VIGOR: Video Geometry-Oriented Reward for Alignment • Ethan's Site

Paper: arXiv:2603.16271 | Project Page: vigor-geometry-reward.com

Authors: Tengjiao Yin, Jinglei Shi, Heng Guo, Xi Wang

Affiliations: Nankai University · Beijing University of Posts and Telecommunications · LIX, École Polytechnique, IP Paris

Abstract

Video diffusion models lack explicit geometric supervision during training, leading to inconsistency artifacts such as object deformation, spatial drift, and depth violations in generated videos. To address this, we propose VIGOR (VIdeo Geometry-Oriented Reward), a geometry-based reward model that leverages pretrained geometric foundation models to evaluate multi-view consistency through cross-frame reprojection error. Unlike previous geometric metrics that compare pixel intensity, our approach conducts error computation in a pointwise fashion in 3D space, yielding a more physically grounded and robust signal. We apply this reward through two complementary pathways: post-training via SFT/DPO, and inference-time optimization via test-time scaling.

Motivation

State-of-the-art video diffusion models — whether bidirectional or causal autoregressive — share a fundamental limitation: no explicit geometric supervision during training. Closed-source models partially compensate through massive data scale, but this remains infeasible for open-source research. The result is a class of persistent geometric artifacts:

Object deformation — shapes change unnaturally across frames
Spatial drift — static backgrounds shift unexpectedly
Depth violations — objects violate perspective and occlusion consistency
Flickering — unstable pixel-level jitter and temporal incoherence

Approaches that condition on depth maps or camera poses at training time are constrained by data accessibility — Internet-scale video corpora almost never carry such geometric annotations. VIGOR sidesteps this by framing the problem as reward-based alignment: define a reliable, annotation-free geometric signal and use it to steer existing models.

Method Overview

VIGOR consists of two components: a Geometry-Based Reward Model and a Geometry-Guided Preference Alignment procedure.

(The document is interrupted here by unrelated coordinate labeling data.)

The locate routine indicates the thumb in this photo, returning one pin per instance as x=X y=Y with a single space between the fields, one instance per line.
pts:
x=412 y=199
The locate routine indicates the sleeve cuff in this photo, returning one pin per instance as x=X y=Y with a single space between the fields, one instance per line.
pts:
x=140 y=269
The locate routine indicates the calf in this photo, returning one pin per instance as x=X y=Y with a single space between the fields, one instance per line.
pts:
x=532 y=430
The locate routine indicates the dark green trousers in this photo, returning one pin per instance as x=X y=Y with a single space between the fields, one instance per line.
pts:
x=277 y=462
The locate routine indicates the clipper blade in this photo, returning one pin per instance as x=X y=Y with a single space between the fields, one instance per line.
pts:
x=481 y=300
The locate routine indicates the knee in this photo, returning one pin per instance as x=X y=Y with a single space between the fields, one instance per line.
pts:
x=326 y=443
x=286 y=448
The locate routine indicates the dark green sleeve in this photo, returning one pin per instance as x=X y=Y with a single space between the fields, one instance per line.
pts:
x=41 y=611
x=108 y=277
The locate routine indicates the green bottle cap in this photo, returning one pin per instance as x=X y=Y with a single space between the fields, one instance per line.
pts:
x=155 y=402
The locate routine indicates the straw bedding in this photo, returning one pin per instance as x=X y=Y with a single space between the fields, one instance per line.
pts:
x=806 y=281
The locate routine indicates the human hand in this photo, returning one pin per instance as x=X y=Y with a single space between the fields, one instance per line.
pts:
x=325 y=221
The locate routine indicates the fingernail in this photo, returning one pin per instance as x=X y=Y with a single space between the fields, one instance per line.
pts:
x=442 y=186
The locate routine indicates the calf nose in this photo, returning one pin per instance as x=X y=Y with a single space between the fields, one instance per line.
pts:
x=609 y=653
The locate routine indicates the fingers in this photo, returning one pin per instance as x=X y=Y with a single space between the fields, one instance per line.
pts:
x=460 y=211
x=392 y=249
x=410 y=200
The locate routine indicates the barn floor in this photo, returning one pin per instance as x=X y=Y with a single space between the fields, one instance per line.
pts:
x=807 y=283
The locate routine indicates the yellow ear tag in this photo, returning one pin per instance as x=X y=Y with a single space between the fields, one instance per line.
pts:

1. Geometry-Aware Sampling (GAS)

Not all image regions are equally informative for geometric evaluation. Textureless areas (sky, plain walls) produce unreliable point correspondences. VIGOR exploits an observation about VGGT (Visual Geometry Grounded Transformer, the underlying geometric foundation model): its shallow global attention layers naturally emphasize geometrically meaningful regions — object edges, corners, and texture-rich surfaces.

The algorithm extracts VGGT’s layer-1 attention scores across frames, up-samples them to a geometric attention heatmap, then partitions each frame into non-overlapping patches and selects the top-τ% by attention value. The center pixel of each selected patch becomes a sampling point. This yields a sparse but high-quality set of evaluation points concentrated on regions with reliable correspondences.

2. Pointwise Reprojection Error

For each sampled point in a reference frame, VIGOR:

Uses a point tracker to find the corresponding location in target frames
Uses VGGT-predicted depth and camera parameters to back-project the point to 3D world coordinates
Re-projects the 3D point into the target frame using target camera parameters
Computes the L2 distance between the geometry-predicted projection and the tracker-estimated correspondence

The final reward is the mean reprojection error over all valid point-frame pairs. A lower error means higher geometric consistency.

Unlike pixel-warping approaches that compare intensity values (susceptible to lighting and appearance changes), this metric operates purely in geometric position space — making it significantly more robust.

3. Geometry-Guided Preference Alignment

With a reliable reward signal, VIGOR applies it through two complementary pathways:

Post-hoc Alignment (bidirectional models)

First, a preference dataset GB3DV-25k is constructed: for each of 2,560 diverse text prompts, 10 video candidates are generated with CausVid, scored with the geometry reward, and the best/worst pair is selected. This yields 25,600 geometry-ranked video pairs covering indoor/outdoor scenes and diverse camera motions.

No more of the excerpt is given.